As I have been posting, this emphatically ends the 1990 – 2007 Northern Hemispheric warming cycle and returns us to weather comparable to the seventies and the eighties. The remaining open question is whether we are facing further cooling. History says we are, and the ongoing lack of sunspots is not a comfort, because that suggests that we may lose a little bit each year until it finally kicks back in.
In the meantime the global warming fanatics will have their work cut out for themselves as this so far modest cooling cycle asserts itself.
All we need now is a volcano to do its thing and give us a wrecked growing season. It has happened and it will happen again.
If we have learned anything though, it is that a number of factors are really impacting the final climatic output. They include sunspots (reflecting solar output), macroscopic decadal climate shifts, and small doses of little else that folks get excited about.
Those Macroscopic Decadal Shifts are very important because they are the mechanism by which surplus heat is shifted from the equator to the poles for final disposition. The size and duration of these events are such as to make efforts to fine tune the effect of CO2 if any as utterly meaningless.

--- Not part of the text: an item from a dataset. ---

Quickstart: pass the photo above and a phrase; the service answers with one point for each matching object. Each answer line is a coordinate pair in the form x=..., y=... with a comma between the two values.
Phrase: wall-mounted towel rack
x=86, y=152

The shifts that are apparent include the Pacific decadal Shift and the forty year hurricane cycle.
Arctic Sea Ice Underestimated Due to Sensor Glitch
Climate change alarmists are quick to point to diminishing Arctic sea ice as an indicator of global warming. But a faulty sensor led scientists to underestimate the extent of the ice — by an area larger than California.
The error began in early January and persisted until mid-February, according to the National Snow and Ice Data Center (NSIDC) at the University of Colorado, which releases estimates of Arctic sea ice.
The problem was caused by the malfunction of a satellite sensor used for daily updates on the extent of Arctic sea ice.
The NSIDC explained on its Web site: “On February 16, 2009, as e-mails came in from puzzled readers, it became clear that there was a significant problem — sea-ice-covered regions were showing up as open ocean . . .
“Upon further investigation, we found that data quality had begun to degrade over the month preceding the catastrophic failure.
“As a result, our processes underestimated total sea ice extent for the affected period. Based on comparisons with sea ice extent derived from the NASA Earth Observing System Advanced Microwave Scanning Radiometer sensor, this underestimation grew from a negligible amount in early January to about 500,000 square kilometers (193,000 square miles) by mid-February.”
The area of California is about 163,700 square miles.
The NSIDC uses Department of Defense satellites to obtain its Arctic sea ice data, rather than more accurate National Aeronautics and Space Administration equipment, Bloomberg.com reported.
The Arctic ice cap retreated to its smallest extent on record in 2007, then posted its second-lowest annual minimum at the end of last year’s melt season, and the NSIDC said the recent error does not change its view that the ice is retreating.